As the current economic challenges and Covid-19 affliction curve have not yet normalised, the ability of the company to further improve collections to pre-Covid levels of over 99% on a steady state basis will be important in the coming months. Furthermore, considering the growth in loan portfolio, ability to commensurate asset quality performance will be a key monitorable. After the first wave of Covid-19, Belstar started disbursing from July 2020 onwards, with overall disbursements at Rs 2,434 crore in fiscal 2021 (Rs 1,063 crore of disbursement in the fourth quarter itself).
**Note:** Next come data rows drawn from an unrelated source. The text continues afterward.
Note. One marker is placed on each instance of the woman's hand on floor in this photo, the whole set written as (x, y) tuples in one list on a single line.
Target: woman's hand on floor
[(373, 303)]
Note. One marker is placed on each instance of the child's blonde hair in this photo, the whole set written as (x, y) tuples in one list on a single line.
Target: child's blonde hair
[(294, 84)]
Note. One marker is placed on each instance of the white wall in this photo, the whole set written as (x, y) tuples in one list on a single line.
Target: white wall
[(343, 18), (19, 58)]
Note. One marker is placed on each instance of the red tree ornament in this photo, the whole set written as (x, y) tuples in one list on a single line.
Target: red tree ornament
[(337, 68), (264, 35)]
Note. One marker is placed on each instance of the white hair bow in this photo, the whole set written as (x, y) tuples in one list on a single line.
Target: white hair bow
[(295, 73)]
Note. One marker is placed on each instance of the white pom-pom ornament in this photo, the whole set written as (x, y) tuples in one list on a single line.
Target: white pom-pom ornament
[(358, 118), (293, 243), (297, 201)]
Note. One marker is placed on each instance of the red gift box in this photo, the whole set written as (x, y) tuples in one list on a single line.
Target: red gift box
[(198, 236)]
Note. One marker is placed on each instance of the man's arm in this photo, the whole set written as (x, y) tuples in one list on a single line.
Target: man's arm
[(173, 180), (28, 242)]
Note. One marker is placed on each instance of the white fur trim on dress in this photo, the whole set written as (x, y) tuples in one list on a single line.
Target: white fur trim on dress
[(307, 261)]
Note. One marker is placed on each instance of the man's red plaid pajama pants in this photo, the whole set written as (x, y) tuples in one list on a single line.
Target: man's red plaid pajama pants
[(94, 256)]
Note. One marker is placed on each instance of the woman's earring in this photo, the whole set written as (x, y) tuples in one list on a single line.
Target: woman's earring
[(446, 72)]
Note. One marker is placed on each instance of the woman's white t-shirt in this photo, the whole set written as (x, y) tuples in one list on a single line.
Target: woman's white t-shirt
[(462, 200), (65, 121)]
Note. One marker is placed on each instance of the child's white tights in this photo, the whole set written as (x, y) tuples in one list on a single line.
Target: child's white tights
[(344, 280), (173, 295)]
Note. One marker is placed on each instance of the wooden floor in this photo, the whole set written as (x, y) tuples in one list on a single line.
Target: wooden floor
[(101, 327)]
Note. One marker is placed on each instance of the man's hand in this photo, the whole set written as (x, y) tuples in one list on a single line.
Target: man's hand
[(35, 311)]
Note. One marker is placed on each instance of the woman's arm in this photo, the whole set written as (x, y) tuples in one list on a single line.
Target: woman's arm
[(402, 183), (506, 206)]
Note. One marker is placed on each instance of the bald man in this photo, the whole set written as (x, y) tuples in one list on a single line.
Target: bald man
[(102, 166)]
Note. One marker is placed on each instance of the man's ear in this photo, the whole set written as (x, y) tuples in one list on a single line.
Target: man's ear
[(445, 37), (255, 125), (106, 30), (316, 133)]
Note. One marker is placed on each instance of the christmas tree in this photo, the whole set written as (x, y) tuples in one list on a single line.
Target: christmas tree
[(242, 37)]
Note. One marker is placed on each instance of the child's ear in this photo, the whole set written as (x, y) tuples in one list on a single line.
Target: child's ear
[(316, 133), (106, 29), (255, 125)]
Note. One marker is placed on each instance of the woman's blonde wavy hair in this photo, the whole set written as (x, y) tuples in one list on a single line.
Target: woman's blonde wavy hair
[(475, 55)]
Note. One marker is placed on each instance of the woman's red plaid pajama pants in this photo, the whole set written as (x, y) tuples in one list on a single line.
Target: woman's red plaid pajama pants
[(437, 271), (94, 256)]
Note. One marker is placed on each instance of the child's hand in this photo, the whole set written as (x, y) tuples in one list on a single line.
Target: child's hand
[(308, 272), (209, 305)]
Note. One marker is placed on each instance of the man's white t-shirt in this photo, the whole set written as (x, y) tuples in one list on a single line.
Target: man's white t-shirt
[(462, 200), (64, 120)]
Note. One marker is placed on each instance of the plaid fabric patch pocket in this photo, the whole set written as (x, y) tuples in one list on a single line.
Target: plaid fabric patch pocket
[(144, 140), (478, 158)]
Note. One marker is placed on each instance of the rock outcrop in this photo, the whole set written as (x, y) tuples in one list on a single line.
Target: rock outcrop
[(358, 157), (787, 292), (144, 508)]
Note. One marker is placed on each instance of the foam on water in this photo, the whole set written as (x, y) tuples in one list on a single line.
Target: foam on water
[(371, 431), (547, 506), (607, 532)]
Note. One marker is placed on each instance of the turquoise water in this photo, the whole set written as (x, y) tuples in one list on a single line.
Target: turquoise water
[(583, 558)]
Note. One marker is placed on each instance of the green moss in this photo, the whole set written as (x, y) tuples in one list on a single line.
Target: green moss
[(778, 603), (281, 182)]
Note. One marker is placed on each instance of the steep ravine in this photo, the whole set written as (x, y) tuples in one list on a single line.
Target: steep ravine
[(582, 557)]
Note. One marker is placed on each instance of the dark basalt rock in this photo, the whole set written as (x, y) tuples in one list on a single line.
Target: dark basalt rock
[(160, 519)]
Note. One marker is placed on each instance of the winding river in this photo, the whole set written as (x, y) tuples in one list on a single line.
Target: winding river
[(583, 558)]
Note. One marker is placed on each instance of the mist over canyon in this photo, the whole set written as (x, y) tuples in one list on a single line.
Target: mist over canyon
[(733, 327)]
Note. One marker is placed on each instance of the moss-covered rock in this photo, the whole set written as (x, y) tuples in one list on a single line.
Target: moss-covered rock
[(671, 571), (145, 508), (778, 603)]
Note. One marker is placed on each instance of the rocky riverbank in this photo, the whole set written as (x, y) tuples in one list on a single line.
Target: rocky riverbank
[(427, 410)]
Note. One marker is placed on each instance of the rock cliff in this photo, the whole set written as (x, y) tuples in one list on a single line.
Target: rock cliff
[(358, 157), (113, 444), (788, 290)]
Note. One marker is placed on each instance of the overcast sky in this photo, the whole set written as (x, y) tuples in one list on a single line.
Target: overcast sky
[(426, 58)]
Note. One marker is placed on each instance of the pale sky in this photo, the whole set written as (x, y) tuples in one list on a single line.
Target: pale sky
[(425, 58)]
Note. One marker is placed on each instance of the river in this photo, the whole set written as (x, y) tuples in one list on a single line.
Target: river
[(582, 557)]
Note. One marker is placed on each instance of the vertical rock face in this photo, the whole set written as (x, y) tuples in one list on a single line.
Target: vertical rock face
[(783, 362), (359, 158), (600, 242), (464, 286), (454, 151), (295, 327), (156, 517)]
In fiscal 2022, the company has disbursed Rs 3,546 crore of loans with an average of Rs 418 crore per month in the fourth quarter. Sustainability of collections and impact of the pandemic on asset quality will also be key monitorables.
Susceptibility to regulatory and legislative risks associated with the microfinance sector
The microfinance sector has witnessed two major disruptive events in the past decade. The first was the crisis promulgated by the ordinance passed by the Government of Andhra Pradesh in 2010 and the second was demonetisation in 2016. In addition, the sector has faced issues of varying intensity in several geographies. Promulgation of the ordinance on MFIs by the Government of Andhra Pradesh in 2010 demonstrated their vulnerability to regulatory and legislative risks. The ordinance triggered a chain of events that adversely affected the business models of MFIs by impairing their growth, asset quality, profitability and solvency. Similarly, the sector witnessed high level of delinquencies post-demonetisation and the subsequent socio-political events. The microfinance sector remains susceptible to regional issues such as elections, natural calamities and borrower protests, which may result in momentary spurt in delinquencies. This indicates the fragility of the business to external risks. As the business involves lending to the poor and downtrodden sections of society, MFIs will remain exposed to socially sensitive factors, including high interest rates, tighter regulations and legislations.